仮想私事の原理式

この世はワタクシゴトのからみ合い

アニメ 蟲師


 今日で最終回だよ、アニメ蟲師……毎週、楽しみにしてたのに。

 アニメ蟲師は、神アニメだと思う。
 
 僕は原作ありのアニメの98%はロクなものがないと思っている。これは今まで見た原作ありアニメを見た結論だ。質の低い手抜き絵に幻滅させられたり、原作の世界を平気で壊すだけならまだしも「アニメならではの表現」だなんて勘違い発言も甚だしい言い訳をするものまである。それは解釈じゃなくて、表現と労力が追いつかなくなっただけの単なるお茶濁しだろ!と言いたくなる。スラムダンクとか幽遊白書なんて、原作のレベルが高いだけにアニメの落差が酷かったなぁ……(無論、アニメを原作とする小説・漫画もろくでもないものが多いんだが)
 
 しかし、このアニメの蟲師は、原作を超えた。原作の世界を壊さないどころか、原作(漫画)ではどうしても欠落せざるを得なかった「音」「声」に見事に付加した。空気感を感じさせる丁寧な作画や蟲師の世界の「間」も申し分ない。これでこそアニメにする価値があると言える。なによりも、観た後の気分が、たまらない。こういうの、「もののあわれ」とでも言うのだろうか。何と言っていいのか、言葉に表しにくい。強いて言えば「のわーん」という感じである(説明になっていない)。観てはいつものたうち回っている。思いっきりツボなのだ。「ハチクロ」のアニメも素晴らしいし、今年は当たり年だ。
 
 

 蟲師の世界は、単純な退治物語ではない。幸せなラストあり、哀しいラストありの物語なのだが、全体を通じて「淡々と進む流れ」のようなものを感じられる。その中で、人間は喜んだり悲しんだり翻弄されつつ生きていく。主人公のギンコが旅をしながら、そういう人たちの間を渡り歩いていくから、こちらも一層、相感じるのかもしれない。
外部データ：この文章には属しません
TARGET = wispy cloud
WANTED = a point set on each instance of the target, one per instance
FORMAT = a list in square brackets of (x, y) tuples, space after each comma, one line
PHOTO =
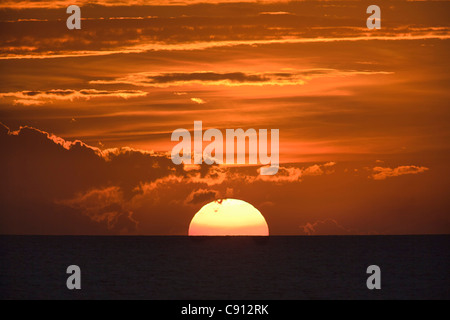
[(381, 173), (29, 98), (198, 100), (203, 45), (294, 77)]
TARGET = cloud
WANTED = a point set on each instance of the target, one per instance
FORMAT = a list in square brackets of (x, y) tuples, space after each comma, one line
[(44, 174), (198, 100), (209, 78), (29, 98), (381, 173), (296, 174), (324, 227), (189, 46), (202, 196), (106, 206)]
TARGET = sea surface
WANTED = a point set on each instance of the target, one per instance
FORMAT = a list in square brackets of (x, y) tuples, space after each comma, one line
[(177, 267)]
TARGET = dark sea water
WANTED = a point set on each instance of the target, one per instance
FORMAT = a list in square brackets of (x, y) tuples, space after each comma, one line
[(326, 267)]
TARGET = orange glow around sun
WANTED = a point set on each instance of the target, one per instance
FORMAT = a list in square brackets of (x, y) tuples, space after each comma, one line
[(228, 217)]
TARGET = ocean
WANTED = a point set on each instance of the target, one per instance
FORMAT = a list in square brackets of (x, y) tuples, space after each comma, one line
[(225, 268)]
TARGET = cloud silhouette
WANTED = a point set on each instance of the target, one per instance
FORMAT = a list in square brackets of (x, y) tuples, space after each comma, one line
[(381, 173)]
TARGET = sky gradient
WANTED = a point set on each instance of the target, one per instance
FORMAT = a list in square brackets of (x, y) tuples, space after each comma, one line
[(86, 115)]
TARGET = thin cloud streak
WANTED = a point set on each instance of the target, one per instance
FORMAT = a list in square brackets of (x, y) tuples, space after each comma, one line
[(217, 44)]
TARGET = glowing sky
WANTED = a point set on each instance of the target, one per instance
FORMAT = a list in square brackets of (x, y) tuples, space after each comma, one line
[(363, 115)]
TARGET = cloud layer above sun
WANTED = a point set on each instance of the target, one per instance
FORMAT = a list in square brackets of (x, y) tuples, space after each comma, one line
[(88, 114)]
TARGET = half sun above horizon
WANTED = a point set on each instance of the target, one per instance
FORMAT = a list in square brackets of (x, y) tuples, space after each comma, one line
[(228, 217)]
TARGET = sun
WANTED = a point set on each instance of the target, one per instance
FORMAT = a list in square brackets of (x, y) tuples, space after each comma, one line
[(228, 217)]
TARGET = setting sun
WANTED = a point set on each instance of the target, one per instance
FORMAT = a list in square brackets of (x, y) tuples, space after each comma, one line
[(228, 217)]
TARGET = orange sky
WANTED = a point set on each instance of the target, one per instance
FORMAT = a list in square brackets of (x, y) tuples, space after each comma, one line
[(363, 114)]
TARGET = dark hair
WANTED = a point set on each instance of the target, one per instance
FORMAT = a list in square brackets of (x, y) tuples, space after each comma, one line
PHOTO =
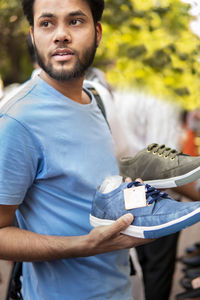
[(31, 49), (96, 6)]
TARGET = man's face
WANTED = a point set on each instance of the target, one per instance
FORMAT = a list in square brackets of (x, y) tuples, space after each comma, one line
[(64, 37)]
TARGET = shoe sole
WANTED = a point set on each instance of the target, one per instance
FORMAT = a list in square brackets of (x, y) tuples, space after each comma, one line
[(152, 232), (175, 181)]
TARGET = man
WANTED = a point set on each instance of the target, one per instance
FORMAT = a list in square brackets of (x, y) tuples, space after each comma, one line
[(56, 149)]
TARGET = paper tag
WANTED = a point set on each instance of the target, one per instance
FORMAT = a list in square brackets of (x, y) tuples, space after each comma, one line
[(135, 197)]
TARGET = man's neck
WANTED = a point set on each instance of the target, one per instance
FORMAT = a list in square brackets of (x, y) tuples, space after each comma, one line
[(72, 89)]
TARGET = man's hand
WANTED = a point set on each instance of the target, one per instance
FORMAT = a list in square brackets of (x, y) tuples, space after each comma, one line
[(109, 238)]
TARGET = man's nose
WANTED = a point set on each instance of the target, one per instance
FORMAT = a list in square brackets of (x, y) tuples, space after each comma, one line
[(62, 34)]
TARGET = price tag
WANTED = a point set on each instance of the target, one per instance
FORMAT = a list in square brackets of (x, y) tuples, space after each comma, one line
[(135, 197)]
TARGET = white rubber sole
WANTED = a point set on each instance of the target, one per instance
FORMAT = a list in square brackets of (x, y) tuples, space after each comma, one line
[(154, 231), (175, 181)]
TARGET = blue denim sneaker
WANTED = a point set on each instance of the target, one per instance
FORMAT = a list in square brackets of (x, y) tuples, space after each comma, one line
[(159, 216)]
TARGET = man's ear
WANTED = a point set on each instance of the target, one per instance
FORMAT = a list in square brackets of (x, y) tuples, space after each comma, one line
[(99, 33)]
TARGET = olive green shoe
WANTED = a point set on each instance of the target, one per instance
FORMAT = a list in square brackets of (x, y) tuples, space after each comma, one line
[(161, 167)]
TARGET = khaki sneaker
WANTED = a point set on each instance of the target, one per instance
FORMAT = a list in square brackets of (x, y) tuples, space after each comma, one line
[(161, 167)]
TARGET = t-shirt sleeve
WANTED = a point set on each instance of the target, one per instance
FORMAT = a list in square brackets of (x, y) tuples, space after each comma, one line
[(19, 159)]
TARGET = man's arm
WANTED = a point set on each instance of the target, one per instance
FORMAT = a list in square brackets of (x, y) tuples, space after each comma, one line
[(21, 245)]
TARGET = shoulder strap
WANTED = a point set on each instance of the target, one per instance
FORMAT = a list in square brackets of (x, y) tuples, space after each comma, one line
[(98, 100)]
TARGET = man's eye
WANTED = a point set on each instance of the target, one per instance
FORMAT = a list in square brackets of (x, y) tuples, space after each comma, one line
[(45, 24), (75, 22)]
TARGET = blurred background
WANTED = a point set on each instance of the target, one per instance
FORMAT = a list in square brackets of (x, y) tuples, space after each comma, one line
[(146, 44)]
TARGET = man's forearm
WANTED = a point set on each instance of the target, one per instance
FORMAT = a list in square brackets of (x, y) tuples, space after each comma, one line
[(21, 245)]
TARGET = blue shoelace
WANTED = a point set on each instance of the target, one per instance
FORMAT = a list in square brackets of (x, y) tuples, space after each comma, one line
[(151, 192)]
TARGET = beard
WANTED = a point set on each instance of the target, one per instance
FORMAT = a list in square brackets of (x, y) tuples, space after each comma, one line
[(77, 71)]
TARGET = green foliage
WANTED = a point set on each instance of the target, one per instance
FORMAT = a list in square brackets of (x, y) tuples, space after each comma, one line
[(148, 44), (15, 63)]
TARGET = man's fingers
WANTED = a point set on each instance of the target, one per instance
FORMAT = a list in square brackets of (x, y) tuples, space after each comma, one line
[(121, 224)]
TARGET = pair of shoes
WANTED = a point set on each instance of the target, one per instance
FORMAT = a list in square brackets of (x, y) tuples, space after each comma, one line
[(156, 214), (161, 167), (188, 295)]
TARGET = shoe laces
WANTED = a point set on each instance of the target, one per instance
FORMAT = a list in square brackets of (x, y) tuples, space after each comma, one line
[(161, 150), (152, 194)]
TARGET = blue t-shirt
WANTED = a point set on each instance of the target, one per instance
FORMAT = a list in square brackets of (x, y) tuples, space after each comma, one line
[(54, 154)]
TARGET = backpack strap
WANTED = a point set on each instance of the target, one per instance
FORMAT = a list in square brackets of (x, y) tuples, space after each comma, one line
[(98, 100)]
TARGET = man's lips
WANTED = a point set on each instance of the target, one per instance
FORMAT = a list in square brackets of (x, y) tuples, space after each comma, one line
[(63, 54)]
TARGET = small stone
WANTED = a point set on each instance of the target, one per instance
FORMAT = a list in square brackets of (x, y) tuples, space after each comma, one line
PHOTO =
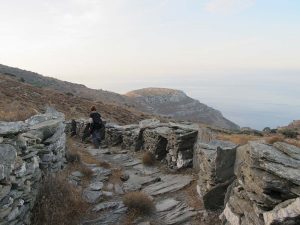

 「蟲師」の世界では、常人には見えない「蟲」という動植物ではない「生命のもう一つの形」の存在がいるとされている。この「蟲」が時に怪現象を引き起こしたりする。物語の中で蟲は人間に害を為す事がある(というか、大抵の場合、害になってることが多い)。ただ、それは人間に害意を持っているわけではなく「ただ在るように在るだけ」なのだ。


「蟲は友人じゃない。ただの奇妙な隣人だ」(ギンコ)
という主人公の言葉が、物語の全てを物語っているように思う。
 蟲に限らず、生命体やその流れに善悪は無い。その抗いがたい流れの中で人間も生きている。そのことが、時になんとも言えない無常感や寂寥感を生み、時に大きく包まれている感覚を抱かせるのだと思う。

 まぁ、なんだ。観たほうが早い。今日のAM3:45のフジで最終回をやるので、興味ある人は人はを観てみるべし。